Viewpoint by Ioannis Orfanos on behalf of Arbitrage Real Estate. Download the article in pdf here.
The importance of energy benchmarking in buildings and how to get it right
How does your property perform in energy usage compared to peers or best practices? If you don't know the answer, you are certainly not alone. Most building owners and operators lack basic information about how their properties perform and thus they find it difficult to make decisions about controlling energy use and costs. To obtain this information, energy benchmarking is crucial. And it doesn't have to be much more difficult than comparing the fuel mileage of automobiles.
The motivation behind energy benchmarking should also be clear. The list of things that drive an organization to benchmark energy use could be long. According to studies, the main reasons given by facilities professionals for benchmarking energy use are:
a) to identify energy-efficiency and health & wellbeing investment opportunities,
b) to prioritize resource efficient investments, and
c) to see how a certain building facility compares to a portfolio or peer group.
There are many other motivations, too. These include:
• Earning a green rating (like LEED, BREEAM or WELL®) or gain recognition.
• Informing the business case for efficiency and health & wellbeing investments.
• Tracking current projects expected to save energy and costs etc.
• Assessing a building's performance before acquisition or lease.
• Presenting building performance to a potential buyer, lender or tenant.
• Facilitating assessment of property value and marketing rental properties.
Staying ahead of the curve is another motivation for energy benchmarking. As the cost of energy rises and uncertainty over greenhouse-gas regulation continues, corporate occupiers, notably the CFO or the Board of Directors - will start to raise related questions. Benchmarking is one way to be prepared.
In hindsight, customers will become more sensitive to the energy performance of buildings they will demand benchmarking data as part of the lease or sale documentation with the understanding that, if the building fails to perform, there will be some recourse. Therefore, energy benchmarking can and will become a value-add when it is time to re-lease or re-sell. And, increasingly, companies will be publishing their energy and greenhouse-gas data in annual reports for everyone to see. With impending legislation that may force existing buildings to retrofit and become more energy efficient and as a result cut CO2 emissions, benchmarking is going to become even more crucial. Financial institutions will eventually require energy-performance data and view operating costs as part of a building's collateral value.
Admittedly, there are 4 main hurdles that might get in the way.

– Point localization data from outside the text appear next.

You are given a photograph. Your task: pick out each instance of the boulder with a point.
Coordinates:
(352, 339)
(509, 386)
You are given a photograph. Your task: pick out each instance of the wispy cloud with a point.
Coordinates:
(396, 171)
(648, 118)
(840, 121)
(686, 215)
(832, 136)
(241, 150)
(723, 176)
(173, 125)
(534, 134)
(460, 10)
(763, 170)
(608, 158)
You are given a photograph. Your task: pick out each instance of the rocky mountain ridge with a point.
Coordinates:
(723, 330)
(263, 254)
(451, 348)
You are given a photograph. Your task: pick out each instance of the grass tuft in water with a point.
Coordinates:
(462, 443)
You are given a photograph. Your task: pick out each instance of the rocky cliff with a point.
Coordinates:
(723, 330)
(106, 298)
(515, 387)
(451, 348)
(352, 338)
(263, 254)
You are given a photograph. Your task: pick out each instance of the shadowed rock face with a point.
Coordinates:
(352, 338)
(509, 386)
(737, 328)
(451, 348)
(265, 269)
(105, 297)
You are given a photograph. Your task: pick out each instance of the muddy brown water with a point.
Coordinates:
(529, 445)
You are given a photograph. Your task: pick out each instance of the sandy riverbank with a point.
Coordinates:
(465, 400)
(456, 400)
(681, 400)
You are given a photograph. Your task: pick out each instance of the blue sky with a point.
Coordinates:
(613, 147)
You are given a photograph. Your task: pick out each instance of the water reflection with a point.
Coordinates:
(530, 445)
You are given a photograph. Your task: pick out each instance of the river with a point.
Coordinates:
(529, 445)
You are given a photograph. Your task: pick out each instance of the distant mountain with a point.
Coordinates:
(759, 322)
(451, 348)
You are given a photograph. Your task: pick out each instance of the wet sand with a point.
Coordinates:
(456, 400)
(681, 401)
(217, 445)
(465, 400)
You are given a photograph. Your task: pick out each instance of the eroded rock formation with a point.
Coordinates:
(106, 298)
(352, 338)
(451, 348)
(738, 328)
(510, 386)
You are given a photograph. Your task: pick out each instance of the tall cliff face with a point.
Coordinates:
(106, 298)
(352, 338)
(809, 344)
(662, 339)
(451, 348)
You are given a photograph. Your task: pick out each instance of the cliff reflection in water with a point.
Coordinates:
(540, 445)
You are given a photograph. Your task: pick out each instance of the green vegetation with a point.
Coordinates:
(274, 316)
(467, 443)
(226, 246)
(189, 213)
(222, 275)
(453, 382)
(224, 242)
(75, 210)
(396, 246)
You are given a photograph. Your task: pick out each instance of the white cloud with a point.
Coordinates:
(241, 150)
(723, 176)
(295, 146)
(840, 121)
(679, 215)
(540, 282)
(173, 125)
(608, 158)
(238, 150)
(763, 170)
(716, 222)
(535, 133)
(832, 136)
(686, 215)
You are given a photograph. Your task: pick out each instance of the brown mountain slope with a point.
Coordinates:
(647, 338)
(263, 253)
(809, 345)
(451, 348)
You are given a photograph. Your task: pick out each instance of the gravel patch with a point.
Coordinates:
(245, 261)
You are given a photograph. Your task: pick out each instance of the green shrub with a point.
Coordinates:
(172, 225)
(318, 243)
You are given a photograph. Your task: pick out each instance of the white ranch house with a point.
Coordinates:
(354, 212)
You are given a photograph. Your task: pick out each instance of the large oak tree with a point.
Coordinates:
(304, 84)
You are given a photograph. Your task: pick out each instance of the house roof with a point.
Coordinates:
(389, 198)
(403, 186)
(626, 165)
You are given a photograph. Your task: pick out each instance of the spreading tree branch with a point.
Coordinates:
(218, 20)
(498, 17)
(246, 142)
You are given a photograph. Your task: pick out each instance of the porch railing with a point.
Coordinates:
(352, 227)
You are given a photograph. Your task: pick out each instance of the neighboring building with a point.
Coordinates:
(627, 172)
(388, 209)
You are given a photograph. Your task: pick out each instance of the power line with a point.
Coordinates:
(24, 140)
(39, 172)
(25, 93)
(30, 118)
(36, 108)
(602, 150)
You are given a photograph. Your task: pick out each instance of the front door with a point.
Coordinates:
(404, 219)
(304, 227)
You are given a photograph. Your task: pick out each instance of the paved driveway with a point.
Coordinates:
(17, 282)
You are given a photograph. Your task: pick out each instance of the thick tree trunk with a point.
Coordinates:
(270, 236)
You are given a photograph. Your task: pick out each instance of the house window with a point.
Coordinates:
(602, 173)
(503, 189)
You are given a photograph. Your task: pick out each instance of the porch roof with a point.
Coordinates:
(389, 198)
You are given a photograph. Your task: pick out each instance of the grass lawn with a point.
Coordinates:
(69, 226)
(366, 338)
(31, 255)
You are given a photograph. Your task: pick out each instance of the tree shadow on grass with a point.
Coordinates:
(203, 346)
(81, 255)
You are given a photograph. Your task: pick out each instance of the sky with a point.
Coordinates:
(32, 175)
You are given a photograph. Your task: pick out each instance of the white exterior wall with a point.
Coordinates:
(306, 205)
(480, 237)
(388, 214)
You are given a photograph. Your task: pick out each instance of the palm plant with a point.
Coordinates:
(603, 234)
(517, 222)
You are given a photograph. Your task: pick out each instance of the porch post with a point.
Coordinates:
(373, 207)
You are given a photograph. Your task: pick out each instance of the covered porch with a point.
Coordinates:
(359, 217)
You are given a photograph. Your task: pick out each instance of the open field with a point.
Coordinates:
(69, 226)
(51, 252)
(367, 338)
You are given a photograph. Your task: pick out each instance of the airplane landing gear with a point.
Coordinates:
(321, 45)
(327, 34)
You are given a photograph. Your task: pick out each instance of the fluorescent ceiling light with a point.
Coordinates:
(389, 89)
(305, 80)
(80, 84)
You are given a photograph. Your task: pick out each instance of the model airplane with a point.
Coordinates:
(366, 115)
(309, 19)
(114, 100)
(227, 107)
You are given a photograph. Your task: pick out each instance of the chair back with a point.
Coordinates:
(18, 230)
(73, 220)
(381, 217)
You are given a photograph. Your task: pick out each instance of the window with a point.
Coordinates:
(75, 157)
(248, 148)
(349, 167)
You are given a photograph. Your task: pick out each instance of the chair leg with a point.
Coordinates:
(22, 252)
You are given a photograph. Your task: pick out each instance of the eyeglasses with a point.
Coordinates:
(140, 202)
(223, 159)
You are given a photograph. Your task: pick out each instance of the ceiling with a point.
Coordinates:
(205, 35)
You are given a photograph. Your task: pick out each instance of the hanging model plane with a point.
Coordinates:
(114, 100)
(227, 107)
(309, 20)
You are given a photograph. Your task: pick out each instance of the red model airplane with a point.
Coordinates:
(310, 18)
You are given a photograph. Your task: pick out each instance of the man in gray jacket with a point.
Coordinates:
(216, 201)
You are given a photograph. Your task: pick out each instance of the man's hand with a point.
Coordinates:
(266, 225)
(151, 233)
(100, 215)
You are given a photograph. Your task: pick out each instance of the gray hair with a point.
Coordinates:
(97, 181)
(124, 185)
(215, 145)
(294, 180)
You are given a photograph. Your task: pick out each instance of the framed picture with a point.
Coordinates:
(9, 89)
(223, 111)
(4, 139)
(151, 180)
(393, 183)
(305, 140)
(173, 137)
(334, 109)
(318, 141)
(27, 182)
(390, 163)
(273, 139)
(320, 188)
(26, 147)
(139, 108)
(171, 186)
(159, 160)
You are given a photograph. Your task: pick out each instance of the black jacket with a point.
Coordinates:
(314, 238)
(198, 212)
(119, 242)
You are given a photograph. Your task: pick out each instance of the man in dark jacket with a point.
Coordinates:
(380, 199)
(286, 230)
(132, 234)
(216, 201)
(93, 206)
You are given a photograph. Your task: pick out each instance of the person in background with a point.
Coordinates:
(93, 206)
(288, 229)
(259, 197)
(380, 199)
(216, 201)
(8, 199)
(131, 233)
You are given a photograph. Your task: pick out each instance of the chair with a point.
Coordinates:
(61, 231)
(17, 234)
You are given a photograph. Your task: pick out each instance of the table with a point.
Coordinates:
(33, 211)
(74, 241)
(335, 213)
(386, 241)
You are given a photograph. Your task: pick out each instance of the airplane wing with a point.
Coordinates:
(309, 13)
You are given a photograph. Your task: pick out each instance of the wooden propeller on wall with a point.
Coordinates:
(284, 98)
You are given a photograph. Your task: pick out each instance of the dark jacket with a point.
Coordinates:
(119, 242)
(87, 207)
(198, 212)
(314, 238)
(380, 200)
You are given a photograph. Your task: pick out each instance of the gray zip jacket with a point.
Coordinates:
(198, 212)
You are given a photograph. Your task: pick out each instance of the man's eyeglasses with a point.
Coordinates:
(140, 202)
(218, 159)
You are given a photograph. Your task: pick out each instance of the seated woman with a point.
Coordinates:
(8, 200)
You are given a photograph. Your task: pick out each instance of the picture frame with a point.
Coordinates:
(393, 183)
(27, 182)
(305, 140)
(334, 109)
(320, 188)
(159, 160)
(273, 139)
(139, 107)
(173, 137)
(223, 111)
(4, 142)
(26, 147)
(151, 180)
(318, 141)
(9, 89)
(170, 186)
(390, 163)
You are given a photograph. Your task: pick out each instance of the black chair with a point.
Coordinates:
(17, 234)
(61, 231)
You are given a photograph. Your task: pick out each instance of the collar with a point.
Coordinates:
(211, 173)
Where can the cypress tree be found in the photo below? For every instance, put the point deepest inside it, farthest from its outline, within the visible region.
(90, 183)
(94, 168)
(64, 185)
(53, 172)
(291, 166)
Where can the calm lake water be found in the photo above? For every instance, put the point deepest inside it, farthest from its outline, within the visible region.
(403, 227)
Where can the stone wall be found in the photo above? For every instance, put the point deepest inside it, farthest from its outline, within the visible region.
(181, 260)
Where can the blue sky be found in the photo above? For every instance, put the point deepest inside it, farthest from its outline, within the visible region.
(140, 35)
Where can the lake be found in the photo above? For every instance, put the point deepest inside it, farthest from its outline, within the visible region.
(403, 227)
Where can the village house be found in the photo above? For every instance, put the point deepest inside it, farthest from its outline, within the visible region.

1. Senior management support.
You can benchmark all you want, but if you don't have the support to make things happen as a result of the data you collect, it is not going to do anyone (or any building) any good. A wide variety of people drive an organization's energy expenses. This includes people in procurement, finance and Facilities operations. Energy benchmarking won't make a difference unless the results are properly translated into business-friendly language that non-technical people can appreciate.
2. Select the right way to benchmark your energy use against.
Comparisons can be broken into two groups: comparing a building to itself from year to year (a "historical benchmark") or comparing to a peer group of buildings (either within the occupied portfolio or externally).
- A historical benchmark is easy to define since the occupier controls the data and knows what was going on in the facility over time that might impact energy use. This type of evaluation does not help understand overall building performance and whether it is above, at, or below average.
- Benchmarking against a portfolio of occupied buildings of a corporate tenant (e.g. retail stores) or a public organization (e.g. schools) can be a means to develop consistency across all of properties. It allows establishing and sharing best practices.
- Benchmarking against a group of similar buildings outside the occupied portfolio is another option, and it might be the most challenging. Public available data is very parochial and it is hard to get global benchmarks. This is something that, hopefully, legislative efforts could build actual performance rather than on modelled assumptions or ‘reference' buildings.
3. Knowing what to do with the collected benchmarking data.
Collecting actionable data is the whole point of benchmarking, but it can be difficult to figure out how to take action as a result of the data you gather. Making decisions about what can be done to bring energy usage down is often where the most irrational decisions are made. On its own, benchmarking does not add value. The value it brings comes from using the information it discloses to justify and validate energy efficiency changes.
4. Numbers can be very misleading.
Is 80 kBTU (energy-use intensity) per square meter per year high or low for a commercial institutional building? Where is the building located? What kind of facility is it? What are the hours of operation? How old is the building? How large is it? There are even more questions to ask. Unfortunately, benchmarking energy use is never clear cut. The occupiers run risks of oversimplifying data, not looking at it closely enough or focusing too closely on the data and making connections that are not there. Therefore, the occupiers should not focus solely on the numbers and whether we are above or below the average.